2.7 Fuzzy Expert System


Alasan menggunakan fuzzy logic yaitu konsepnya mudah dimengerti, sangat
fleksibel, didasarkan pada bahasa alami, dapat membangun dan mengaplikasikan
pengalaman-pengalamn para pakar secara langsung tanpa harus melalui proses
pelatihan, dalam hal ini sering dikenal dengan nama Fuzzy Expert System (FES)

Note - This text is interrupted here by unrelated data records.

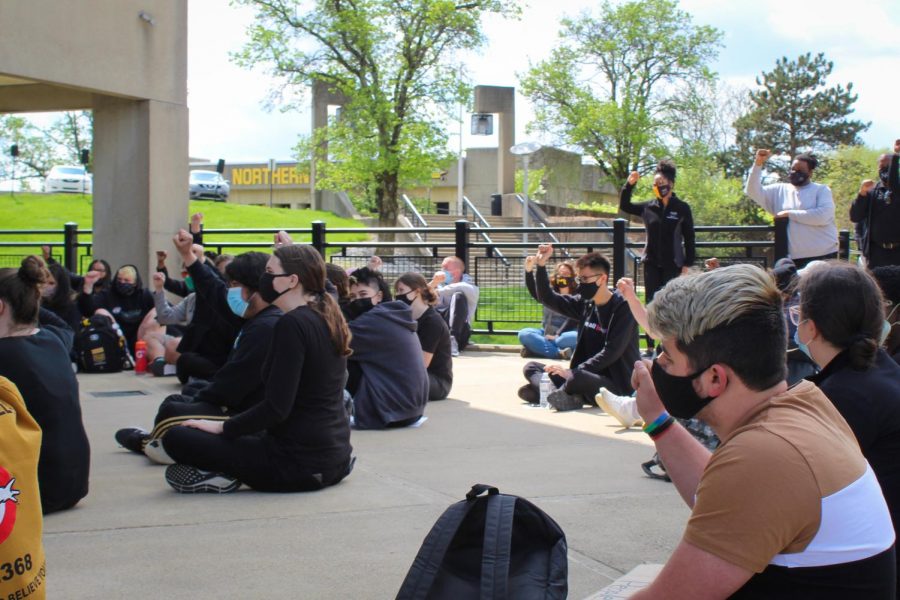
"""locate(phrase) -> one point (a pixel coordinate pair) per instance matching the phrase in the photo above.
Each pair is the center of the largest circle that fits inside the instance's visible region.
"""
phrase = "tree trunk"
(386, 201)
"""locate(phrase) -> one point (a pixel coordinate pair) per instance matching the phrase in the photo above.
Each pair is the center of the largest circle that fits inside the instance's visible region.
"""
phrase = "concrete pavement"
(133, 537)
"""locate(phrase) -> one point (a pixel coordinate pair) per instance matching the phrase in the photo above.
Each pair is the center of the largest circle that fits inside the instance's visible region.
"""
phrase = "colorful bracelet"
(656, 433)
(651, 427)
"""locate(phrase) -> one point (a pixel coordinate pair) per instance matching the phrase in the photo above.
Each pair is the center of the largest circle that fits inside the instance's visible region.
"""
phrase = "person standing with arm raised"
(808, 206)
(669, 224)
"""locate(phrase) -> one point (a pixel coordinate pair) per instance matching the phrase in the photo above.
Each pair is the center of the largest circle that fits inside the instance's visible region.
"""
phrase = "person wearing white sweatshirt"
(812, 233)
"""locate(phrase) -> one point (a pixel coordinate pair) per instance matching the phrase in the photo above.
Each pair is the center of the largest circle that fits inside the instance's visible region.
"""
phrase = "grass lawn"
(51, 211)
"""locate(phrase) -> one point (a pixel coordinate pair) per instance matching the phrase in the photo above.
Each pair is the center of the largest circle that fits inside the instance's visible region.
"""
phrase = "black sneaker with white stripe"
(191, 480)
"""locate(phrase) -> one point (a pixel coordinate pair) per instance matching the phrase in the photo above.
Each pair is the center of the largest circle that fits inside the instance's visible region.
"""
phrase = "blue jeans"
(533, 339)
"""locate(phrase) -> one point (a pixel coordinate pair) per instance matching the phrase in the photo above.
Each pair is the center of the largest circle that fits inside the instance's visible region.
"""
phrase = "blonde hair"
(731, 315)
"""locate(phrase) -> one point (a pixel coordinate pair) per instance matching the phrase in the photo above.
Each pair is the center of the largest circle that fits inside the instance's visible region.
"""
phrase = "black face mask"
(125, 289)
(267, 289)
(587, 290)
(798, 178)
(677, 392)
(561, 282)
(359, 306)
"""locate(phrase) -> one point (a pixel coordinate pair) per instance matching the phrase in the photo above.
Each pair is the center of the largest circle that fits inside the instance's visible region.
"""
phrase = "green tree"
(608, 88)
(795, 110)
(42, 148)
(395, 62)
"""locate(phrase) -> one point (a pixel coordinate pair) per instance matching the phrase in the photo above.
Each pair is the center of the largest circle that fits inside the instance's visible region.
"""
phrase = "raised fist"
(866, 186)
(545, 251)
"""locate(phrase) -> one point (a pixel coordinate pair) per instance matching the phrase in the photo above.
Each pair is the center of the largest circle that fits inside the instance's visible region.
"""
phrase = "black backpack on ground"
(100, 347)
(491, 547)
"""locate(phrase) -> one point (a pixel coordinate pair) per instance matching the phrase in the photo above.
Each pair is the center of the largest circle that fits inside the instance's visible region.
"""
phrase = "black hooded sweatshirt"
(394, 384)
(129, 310)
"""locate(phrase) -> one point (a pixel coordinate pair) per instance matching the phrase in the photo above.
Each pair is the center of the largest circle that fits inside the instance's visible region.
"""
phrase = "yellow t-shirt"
(22, 567)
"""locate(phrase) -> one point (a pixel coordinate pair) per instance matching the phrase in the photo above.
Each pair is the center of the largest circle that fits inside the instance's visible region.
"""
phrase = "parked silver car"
(208, 184)
(69, 178)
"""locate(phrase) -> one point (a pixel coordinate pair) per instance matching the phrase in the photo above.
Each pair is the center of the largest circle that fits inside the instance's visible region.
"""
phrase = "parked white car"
(208, 184)
(69, 178)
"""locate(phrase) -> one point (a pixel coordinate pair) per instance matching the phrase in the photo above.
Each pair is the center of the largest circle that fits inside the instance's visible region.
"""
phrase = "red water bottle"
(140, 356)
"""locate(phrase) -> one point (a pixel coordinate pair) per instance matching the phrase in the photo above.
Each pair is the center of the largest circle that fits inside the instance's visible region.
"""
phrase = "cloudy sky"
(229, 120)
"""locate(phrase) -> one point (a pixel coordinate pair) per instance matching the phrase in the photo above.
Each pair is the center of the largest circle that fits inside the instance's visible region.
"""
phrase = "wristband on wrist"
(651, 427)
(661, 429)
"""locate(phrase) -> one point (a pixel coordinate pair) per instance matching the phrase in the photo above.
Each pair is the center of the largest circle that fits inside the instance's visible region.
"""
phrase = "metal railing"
(504, 301)
(482, 222)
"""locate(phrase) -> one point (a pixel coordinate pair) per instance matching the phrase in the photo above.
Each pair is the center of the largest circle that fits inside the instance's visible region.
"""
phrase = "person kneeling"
(387, 376)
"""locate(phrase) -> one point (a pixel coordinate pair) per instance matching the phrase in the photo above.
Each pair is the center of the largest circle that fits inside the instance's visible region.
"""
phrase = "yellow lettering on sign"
(286, 175)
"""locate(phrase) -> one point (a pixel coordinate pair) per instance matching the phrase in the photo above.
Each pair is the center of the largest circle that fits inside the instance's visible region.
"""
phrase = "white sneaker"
(622, 408)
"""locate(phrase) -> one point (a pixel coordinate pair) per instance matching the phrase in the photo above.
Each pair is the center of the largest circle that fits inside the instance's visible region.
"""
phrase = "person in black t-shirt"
(36, 359)
(877, 216)
(840, 323)
(669, 225)
(298, 437)
(433, 332)
(607, 345)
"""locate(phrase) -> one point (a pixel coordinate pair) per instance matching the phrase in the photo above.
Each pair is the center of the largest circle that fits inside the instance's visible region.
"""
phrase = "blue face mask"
(803, 347)
(236, 302)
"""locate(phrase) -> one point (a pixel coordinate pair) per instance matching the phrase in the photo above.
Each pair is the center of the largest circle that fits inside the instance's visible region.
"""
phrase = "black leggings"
(251, 459)
(585, 383)
(655, 277)
(438, 389)
(191, 364)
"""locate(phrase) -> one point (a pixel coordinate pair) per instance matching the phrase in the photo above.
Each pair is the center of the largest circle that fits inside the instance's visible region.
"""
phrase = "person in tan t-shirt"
(786, 507)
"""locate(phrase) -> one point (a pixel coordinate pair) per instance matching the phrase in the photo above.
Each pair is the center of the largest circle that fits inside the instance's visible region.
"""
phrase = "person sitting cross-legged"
(607, 344)
(433, 333)
(238, 385)
(458, 300)
(298, 437)
(387, 377)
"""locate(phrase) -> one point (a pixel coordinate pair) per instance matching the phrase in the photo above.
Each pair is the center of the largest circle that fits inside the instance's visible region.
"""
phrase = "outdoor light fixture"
(525, 150)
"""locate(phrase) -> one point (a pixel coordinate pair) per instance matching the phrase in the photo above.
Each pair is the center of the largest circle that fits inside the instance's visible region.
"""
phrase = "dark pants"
(882, 257)
(456, 314)
(249, 459)
(438, 389)
(584, 383)
(655, 277)
(177, 408)
(191, 364)
(802, 262)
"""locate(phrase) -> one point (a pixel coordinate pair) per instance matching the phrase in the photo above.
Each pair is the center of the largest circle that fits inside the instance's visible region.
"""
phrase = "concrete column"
(141, 180)
(502, 101)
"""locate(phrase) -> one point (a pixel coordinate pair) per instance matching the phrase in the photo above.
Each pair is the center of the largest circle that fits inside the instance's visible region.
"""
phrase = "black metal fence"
(504, 304)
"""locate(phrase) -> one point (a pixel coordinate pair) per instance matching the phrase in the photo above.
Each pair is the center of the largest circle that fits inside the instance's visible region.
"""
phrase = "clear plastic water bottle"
(546, 388)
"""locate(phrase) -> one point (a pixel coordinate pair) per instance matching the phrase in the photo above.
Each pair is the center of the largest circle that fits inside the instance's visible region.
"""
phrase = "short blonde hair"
(731, 315)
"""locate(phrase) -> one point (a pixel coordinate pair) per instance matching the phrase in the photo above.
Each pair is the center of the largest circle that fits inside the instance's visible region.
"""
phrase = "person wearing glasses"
(607, 344)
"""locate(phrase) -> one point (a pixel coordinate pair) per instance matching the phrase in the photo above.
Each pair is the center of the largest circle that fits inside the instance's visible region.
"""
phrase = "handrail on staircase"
(481, 222)
(418, 220)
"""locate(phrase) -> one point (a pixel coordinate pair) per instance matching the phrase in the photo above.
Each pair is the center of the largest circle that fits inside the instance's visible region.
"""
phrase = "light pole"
(525, 150)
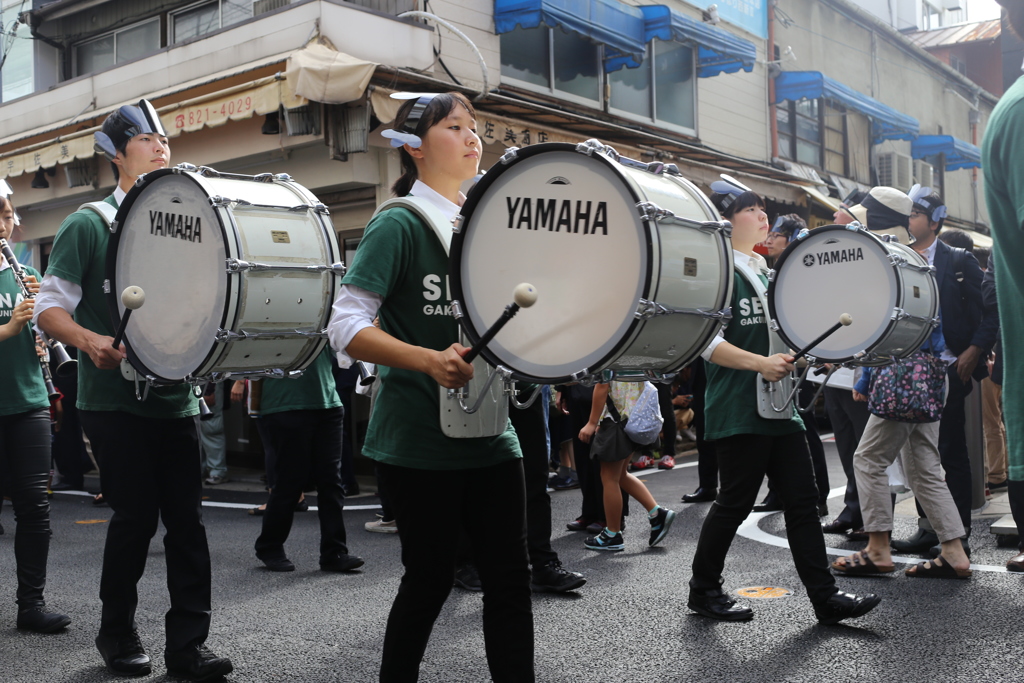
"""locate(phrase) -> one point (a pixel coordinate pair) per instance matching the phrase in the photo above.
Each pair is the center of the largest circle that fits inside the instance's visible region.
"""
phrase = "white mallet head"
(524, 295)
(133, 297)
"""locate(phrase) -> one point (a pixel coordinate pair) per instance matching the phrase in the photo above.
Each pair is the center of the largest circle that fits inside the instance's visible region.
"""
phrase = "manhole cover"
(764, 592)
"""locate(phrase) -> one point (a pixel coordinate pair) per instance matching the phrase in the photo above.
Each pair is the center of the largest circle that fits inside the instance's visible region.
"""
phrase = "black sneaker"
(198, 664)
(41, 620)
(605, 541)
(553, 578)
(341, 563)
(467, 579)
(124, 655)
(659, 525)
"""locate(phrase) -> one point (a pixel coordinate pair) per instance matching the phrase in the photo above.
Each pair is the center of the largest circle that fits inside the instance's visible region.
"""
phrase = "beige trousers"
(880, 445)
(995, 432)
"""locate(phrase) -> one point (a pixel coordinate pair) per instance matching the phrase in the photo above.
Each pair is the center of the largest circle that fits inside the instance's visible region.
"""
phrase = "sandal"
(859, 564)
(937, 569)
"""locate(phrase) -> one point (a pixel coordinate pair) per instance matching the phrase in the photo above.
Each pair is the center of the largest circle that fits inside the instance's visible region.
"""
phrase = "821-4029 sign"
(213, 113)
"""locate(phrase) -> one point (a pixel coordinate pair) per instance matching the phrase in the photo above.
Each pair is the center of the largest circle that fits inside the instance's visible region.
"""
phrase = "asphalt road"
(629, 623)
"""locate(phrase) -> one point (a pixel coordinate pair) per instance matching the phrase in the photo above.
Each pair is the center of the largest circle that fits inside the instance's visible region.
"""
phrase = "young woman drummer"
(25, 440)
(399, 273)
(750, 445)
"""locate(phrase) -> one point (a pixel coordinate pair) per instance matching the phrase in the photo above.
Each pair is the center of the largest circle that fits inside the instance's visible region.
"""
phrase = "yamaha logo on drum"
(537, 213)
(176, 225)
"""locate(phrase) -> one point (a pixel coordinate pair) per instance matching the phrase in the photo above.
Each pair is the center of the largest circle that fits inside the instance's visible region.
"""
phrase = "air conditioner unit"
(894, 170)
(923, 173)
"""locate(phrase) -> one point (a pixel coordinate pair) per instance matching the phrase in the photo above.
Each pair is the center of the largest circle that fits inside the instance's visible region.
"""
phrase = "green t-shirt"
(731, 397)
(1003, 161)
(20, 375)
(79, 256)
(313, 391)
(401, 259)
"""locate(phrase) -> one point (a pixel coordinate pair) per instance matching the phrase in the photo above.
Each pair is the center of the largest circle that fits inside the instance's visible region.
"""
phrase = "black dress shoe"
(837, 526)
(41, 620)
(919, 543)
(198, 664)
(467, 579)
(717, 604)
(124, 655)
(281, 563)
(935, 551)
(341, 563)
(553, 578)
(701, 495)
(845, 605)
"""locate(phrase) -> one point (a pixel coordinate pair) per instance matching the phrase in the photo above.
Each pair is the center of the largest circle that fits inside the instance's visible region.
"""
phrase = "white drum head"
(567, 224)
(171, 245)
(832, 271)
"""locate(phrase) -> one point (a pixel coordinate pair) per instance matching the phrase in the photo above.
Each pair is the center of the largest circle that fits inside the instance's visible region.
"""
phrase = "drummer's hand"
(32, 283)
(19, 317)
(102, 353)
(774, 368)
(587, 432)
(449, 369)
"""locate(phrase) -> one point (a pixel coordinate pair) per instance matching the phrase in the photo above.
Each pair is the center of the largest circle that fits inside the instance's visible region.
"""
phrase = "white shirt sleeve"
(354, 309)
(719, 338)
(56, 293)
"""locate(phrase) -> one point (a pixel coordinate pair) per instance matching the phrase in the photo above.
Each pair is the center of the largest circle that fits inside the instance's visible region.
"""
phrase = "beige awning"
(325, 75)
(243, 101)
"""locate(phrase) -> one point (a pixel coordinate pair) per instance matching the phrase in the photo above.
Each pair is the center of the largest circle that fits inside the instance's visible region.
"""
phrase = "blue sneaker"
(659, 525)
(605, 541)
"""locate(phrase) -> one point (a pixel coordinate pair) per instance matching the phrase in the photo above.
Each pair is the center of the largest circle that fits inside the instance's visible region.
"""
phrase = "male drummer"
(147, 451)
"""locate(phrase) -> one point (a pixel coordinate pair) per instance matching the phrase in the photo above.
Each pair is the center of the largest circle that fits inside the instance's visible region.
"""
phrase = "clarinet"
(66, 365)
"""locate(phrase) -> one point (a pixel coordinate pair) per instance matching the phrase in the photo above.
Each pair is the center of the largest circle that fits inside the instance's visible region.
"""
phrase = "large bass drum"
(240, 273)
(888, 289)
(632, 266)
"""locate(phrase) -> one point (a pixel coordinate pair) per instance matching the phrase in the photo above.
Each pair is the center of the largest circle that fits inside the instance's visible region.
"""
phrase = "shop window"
(660, 90)
(553, 61)
(207, 17)
(813, 132)
(113, 48)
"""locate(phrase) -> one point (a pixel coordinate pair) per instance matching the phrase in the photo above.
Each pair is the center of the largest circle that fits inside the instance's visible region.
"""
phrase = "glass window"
(207, 17)
(631, 89)
(674, 88)
(137, 41)
(525, 55)
(577, 66)
(130, 43)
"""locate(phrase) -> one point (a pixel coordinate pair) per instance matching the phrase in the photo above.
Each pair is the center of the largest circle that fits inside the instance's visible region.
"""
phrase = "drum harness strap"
(767, 390)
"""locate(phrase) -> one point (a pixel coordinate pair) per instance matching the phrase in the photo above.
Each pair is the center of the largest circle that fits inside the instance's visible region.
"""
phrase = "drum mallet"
(366, 377)
(844, 321)
(523, 296)
(132, 298)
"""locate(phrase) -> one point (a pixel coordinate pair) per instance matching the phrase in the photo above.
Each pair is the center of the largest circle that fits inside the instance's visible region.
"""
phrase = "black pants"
(25, 466)
(848, 419)
(152, 471)
(952, 447)
(499, 545)
(307, 444)
(69, 447)
(743, 461)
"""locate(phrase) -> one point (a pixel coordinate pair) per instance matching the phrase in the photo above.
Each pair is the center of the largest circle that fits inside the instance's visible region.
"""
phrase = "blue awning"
(958, 154)
(610, 23)
(718, 51)
(887, 123)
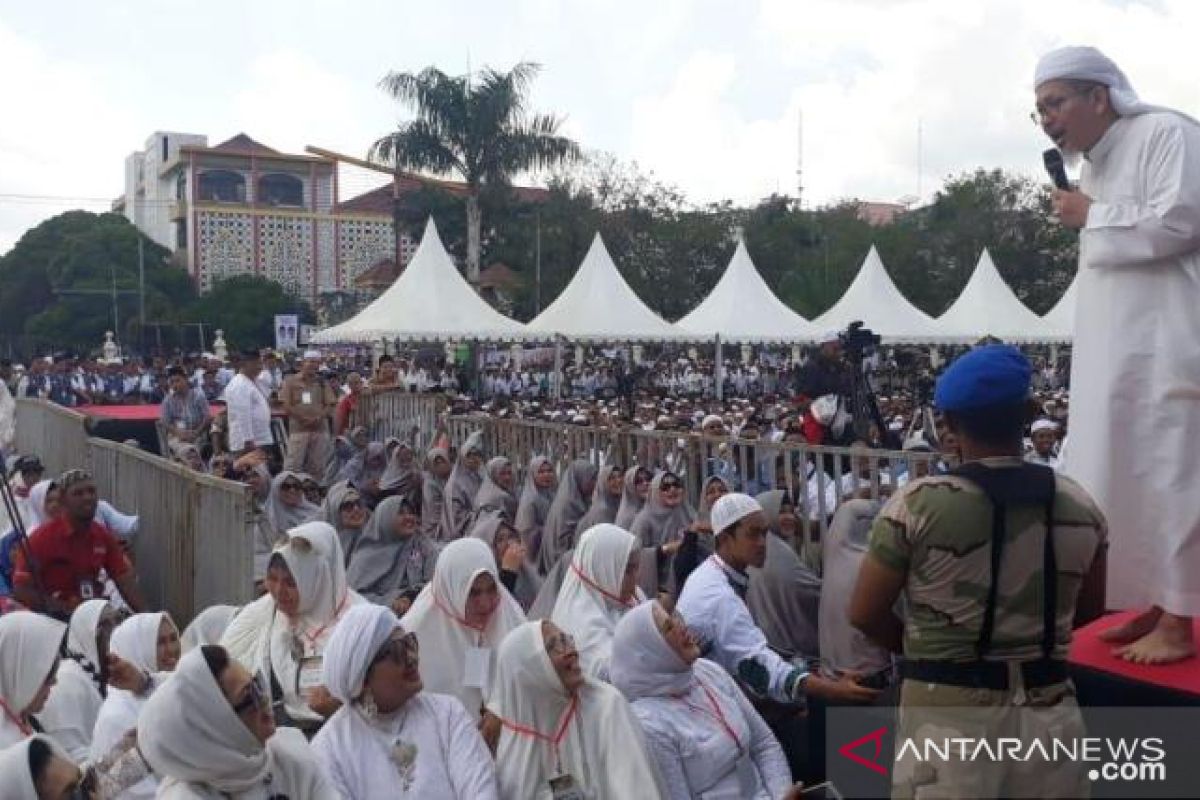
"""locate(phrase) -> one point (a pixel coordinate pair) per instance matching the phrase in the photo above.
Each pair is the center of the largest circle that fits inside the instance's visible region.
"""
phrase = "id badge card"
(477, 667)
(564, 787)
(311, 674)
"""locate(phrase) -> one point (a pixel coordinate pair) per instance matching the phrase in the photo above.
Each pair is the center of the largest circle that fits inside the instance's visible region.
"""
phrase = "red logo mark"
(847, 750)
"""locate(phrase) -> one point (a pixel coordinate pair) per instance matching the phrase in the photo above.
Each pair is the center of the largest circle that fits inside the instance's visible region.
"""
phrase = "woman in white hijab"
(462, 486)
(208, 733)
(599, 588)
(150, 643)
(565, 512)
(707, 739)
(605, 497)
(563, 732)
(29, 662)
(496, 492)
(37, 769)
(637, 488)
(394, 559)
(283, 633)
(461, 617)
(537, 497)
(516, 573)
(390, 738)
(71, 710)
(209, 626)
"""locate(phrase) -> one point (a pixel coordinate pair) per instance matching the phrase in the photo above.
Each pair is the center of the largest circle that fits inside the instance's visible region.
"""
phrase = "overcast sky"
(706, 95)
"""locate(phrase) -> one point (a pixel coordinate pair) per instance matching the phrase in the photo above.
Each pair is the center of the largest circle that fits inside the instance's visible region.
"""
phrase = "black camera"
(857, 340)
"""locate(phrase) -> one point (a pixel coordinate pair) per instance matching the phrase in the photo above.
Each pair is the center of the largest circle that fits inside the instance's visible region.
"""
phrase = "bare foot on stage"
(1169, 642)
(1133, 629)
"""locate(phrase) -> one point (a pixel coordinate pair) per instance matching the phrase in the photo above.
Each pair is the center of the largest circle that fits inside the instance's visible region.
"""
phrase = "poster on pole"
(286, 331)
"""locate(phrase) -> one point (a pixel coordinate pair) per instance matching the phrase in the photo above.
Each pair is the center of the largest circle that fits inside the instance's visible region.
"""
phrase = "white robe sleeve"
(1165, 221)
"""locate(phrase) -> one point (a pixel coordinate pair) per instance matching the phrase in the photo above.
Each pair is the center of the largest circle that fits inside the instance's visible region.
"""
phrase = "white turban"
(353, 645)
(1089, 64)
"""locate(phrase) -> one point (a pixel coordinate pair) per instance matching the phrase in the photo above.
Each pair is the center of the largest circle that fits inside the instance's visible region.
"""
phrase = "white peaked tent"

menjadi bagian terpenting (Kusumadewi & Purnomo, 2010). Sebagai logika klasik
yang dasarnya dari logika ahli biasa, fuzzy Logic juga merupakan dasar dari New Fuzzy
Expert System (Yadav et al., 2014). FES difungsikan sebagai tambahan untuk berkelut
dengan ketidak pastian, mampu memodelkan penalaran yang masuk akal dimana hal
tersebut sangat sulit jika menggunakan expert logic umum yang terbatas pada dua nilai,
benar atau salah.
Pada FES, fuzzy logic merupakan teori dasar yang diperlukan. Dalam kehidupan
nyata subjek penilaian bukan hanya terdapat dua nilai saja, melainkan subjek dapat
bernilai relatif atau samar. FES dapat diartikan juga sebagai sistem berbasis fuzzy yang
dikembangkan berdasarkan pakar-pakar (Yadav et al., 2014). Proses fuzzifikasi
mengubah masukan-masukan yang nilai kebenarannya bersifat pasti (crisp input)
kedalam bentuk fuzzy input, yang bernilai linguistic yang pemaknaannya ditentukan
berdasarkan fungsi keanggotaan tertentu. Inferensi melakukan penalaran menggunakan
fuzzy input dan aturan-aturan fuzzy yang telah ditentukan sehingga menghasilkan
fuzzy output. Sedangkan defuzzifikasi mengubah fuzzy output menjadi crisp value
berdasarkan fungsi keanggotaan yang telah ditentukan (Suyanto, 2014).